Previous studies have shown that patients with thyroglobulin antibodies in the serum are at a considerable risk of developing thyroid dysfunction during immunotherapy. Similarly, patients with autoimmune antibodies and rheumatoid factor who receive immunotherapy are at increased risk of irAEs.18,19 Our study had similar findings. However, it is unclear why these antibodies are associated with irAEs. A possible reason is that PD-1 is regulated by T cell-independent and -dependent mechanisms, and therefore it is expressed in large quantities in activated B cells.20 T cells enhance the therapeutic effect of anti-PD-1 antibodies and B cells are induced to produce autoantibodies, which enhance irAEs incidence.21,22 Therefore, the presence of autoantibodies, such as antinuclear, TPO, and thyroglobulin antibodies, may be related to therapeutic efficacy and irAEs. This suggests that future research should focus on developing biomarkers to predict the onset, treatment outcome, and resolution of liver injury.
To date, risk factors for immune-mediated hepatotoxicity have been rarely studied. Cho et al.23 showed an increased association between 3-hydroxy-3-methylglutaryl coenzyme A reductase inhibitor use and ILICI development, with a 4.7-fold increase in risk and a 78.8% attributable risk. Tsung et al.24 reported that liver injury was significantly more common in patients with liver metastasis (53% vs. 21%). However, they focused only on the analysis of influencing factors without building a prediction model. Therefore, in this study, risk factors were reassessed and an ILICI-nomogram that included patient history, clinicopathological features, peripheral blood markers, and combination therapy was created. We incorporated multiple risk factors into an easily used nomogram that conforms to the methodology criteria for prediction models, ultimately incorporating three new variables. Overall, the designed ILICI-nomogram showed a good C-index, which could be robustly applied to patients with grade ≥3 liver injury and different subgroups of patients.

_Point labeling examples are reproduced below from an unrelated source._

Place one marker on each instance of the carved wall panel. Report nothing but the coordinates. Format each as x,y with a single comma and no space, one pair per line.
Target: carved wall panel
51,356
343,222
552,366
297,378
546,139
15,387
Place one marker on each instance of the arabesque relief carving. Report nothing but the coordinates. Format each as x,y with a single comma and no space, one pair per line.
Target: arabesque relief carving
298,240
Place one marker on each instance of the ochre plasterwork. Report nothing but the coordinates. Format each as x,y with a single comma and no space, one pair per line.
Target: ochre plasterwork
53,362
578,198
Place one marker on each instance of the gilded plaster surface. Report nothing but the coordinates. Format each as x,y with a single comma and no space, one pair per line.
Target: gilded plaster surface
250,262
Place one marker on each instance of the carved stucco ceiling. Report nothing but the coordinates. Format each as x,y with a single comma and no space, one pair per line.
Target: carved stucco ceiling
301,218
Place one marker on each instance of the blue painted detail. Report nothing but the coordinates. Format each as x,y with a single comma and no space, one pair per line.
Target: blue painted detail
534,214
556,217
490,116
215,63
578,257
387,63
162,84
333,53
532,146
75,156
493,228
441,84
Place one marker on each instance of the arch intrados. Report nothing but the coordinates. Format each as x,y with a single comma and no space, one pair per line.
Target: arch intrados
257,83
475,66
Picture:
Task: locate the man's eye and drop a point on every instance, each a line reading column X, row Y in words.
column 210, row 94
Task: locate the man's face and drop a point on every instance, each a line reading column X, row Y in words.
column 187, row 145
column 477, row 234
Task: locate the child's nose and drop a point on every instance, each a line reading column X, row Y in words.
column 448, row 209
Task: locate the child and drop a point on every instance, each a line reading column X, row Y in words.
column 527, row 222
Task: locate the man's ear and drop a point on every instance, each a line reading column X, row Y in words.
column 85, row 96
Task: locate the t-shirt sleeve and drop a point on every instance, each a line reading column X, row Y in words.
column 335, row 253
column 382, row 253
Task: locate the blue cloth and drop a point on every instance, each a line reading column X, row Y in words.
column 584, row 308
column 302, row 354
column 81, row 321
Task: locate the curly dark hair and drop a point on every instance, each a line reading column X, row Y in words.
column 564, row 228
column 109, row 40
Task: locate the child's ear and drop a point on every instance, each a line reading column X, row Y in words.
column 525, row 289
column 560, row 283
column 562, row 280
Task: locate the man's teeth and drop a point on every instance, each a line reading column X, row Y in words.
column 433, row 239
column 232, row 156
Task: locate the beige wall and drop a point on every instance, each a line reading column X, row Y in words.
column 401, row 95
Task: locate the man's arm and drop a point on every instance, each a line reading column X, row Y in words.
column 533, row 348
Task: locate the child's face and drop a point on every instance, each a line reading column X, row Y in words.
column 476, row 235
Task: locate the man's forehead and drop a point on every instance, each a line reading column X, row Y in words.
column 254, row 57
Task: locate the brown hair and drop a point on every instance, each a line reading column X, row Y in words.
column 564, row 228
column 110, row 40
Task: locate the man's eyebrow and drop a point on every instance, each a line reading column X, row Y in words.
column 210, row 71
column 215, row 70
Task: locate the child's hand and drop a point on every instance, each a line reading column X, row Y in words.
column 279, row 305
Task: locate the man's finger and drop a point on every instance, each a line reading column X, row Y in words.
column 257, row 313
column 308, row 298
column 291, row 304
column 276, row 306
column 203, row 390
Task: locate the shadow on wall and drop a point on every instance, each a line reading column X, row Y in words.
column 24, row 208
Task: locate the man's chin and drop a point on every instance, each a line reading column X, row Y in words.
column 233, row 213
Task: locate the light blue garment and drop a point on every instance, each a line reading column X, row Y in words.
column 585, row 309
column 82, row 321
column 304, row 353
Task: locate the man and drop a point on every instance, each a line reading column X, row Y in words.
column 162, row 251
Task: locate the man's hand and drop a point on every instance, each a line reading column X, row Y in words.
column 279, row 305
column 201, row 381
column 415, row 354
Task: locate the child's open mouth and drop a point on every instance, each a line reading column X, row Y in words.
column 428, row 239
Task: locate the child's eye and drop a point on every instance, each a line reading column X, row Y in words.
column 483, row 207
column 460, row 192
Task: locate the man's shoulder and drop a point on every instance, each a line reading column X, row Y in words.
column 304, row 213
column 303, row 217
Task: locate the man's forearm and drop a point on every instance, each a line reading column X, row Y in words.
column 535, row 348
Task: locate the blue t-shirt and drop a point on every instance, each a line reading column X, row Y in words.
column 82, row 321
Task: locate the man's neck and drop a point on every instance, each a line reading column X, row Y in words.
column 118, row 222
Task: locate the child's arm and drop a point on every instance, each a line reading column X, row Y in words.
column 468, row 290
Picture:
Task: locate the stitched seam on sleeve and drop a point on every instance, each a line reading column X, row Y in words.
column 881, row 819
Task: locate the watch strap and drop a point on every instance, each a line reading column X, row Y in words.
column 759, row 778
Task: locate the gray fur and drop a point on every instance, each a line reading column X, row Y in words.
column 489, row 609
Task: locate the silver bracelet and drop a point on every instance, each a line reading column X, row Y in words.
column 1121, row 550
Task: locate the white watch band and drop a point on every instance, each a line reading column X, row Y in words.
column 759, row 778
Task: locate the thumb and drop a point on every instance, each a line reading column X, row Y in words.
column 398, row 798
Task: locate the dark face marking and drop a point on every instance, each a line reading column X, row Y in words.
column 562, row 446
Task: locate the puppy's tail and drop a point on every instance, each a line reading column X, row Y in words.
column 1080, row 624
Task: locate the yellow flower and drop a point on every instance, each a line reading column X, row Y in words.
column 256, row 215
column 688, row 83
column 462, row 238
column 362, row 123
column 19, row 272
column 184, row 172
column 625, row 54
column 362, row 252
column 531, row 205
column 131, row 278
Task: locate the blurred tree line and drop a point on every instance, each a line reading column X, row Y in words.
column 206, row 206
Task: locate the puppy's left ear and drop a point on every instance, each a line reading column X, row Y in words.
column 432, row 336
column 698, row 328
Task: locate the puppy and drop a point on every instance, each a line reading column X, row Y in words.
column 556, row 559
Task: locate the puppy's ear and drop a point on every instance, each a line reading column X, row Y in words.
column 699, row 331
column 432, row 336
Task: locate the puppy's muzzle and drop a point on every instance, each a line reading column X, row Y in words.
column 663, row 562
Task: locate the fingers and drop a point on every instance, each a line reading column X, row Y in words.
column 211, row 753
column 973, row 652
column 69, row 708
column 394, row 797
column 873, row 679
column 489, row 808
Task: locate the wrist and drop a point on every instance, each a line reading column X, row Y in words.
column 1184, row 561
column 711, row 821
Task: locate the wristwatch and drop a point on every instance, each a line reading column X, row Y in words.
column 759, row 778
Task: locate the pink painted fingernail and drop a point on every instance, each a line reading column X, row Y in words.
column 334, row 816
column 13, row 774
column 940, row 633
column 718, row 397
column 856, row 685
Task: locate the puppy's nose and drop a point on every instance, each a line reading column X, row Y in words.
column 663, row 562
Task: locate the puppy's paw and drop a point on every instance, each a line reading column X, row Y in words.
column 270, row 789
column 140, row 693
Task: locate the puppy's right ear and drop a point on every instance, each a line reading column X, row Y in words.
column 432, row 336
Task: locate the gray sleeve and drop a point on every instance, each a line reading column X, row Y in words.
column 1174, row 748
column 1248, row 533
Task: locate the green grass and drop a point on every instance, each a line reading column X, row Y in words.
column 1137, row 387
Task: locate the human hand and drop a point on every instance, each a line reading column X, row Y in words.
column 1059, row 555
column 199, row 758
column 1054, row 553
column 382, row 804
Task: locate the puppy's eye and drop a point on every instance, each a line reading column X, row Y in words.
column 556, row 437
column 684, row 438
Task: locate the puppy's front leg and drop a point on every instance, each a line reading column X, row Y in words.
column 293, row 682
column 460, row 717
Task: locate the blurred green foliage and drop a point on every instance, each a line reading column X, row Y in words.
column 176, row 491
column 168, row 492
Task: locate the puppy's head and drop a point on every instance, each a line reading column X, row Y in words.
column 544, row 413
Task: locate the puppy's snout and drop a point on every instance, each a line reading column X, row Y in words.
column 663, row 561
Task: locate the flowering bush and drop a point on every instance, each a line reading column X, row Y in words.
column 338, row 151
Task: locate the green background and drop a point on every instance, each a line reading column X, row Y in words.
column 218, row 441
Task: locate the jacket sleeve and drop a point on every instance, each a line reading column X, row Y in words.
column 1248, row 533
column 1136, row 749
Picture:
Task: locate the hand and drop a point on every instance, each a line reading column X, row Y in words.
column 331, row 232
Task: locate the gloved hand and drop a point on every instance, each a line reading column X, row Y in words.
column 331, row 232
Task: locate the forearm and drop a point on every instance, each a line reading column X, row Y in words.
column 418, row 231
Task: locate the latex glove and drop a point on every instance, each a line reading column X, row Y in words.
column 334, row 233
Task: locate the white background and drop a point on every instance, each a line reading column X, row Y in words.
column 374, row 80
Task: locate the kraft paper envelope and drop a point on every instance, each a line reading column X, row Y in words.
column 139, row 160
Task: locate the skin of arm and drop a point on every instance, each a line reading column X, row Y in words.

The nomogram is helpful for the early identification of high-risk groups for ILICI among sintilimab-treated patients, providing exciting potential for clinical application. However, the stability of the proposed prediction model is related to the number of covariates and outcome events. Furthermore, model accuracy was determined using an internal verification approach; therefore, the insufficient sample size could lead to unsatisfactory validation set results. We aim to collect multicenter external validation data in future research. Taken together, this study shows that ILICI incidence in patients receiving sintilimab is high, with risk factors including hypoproteinemia, TPO antibodies, and dyslipidemia. The developed ILICI-nomogram herein can assist oncologists to develop better and more personalized treatment strategies for patients receiving immunotherapies.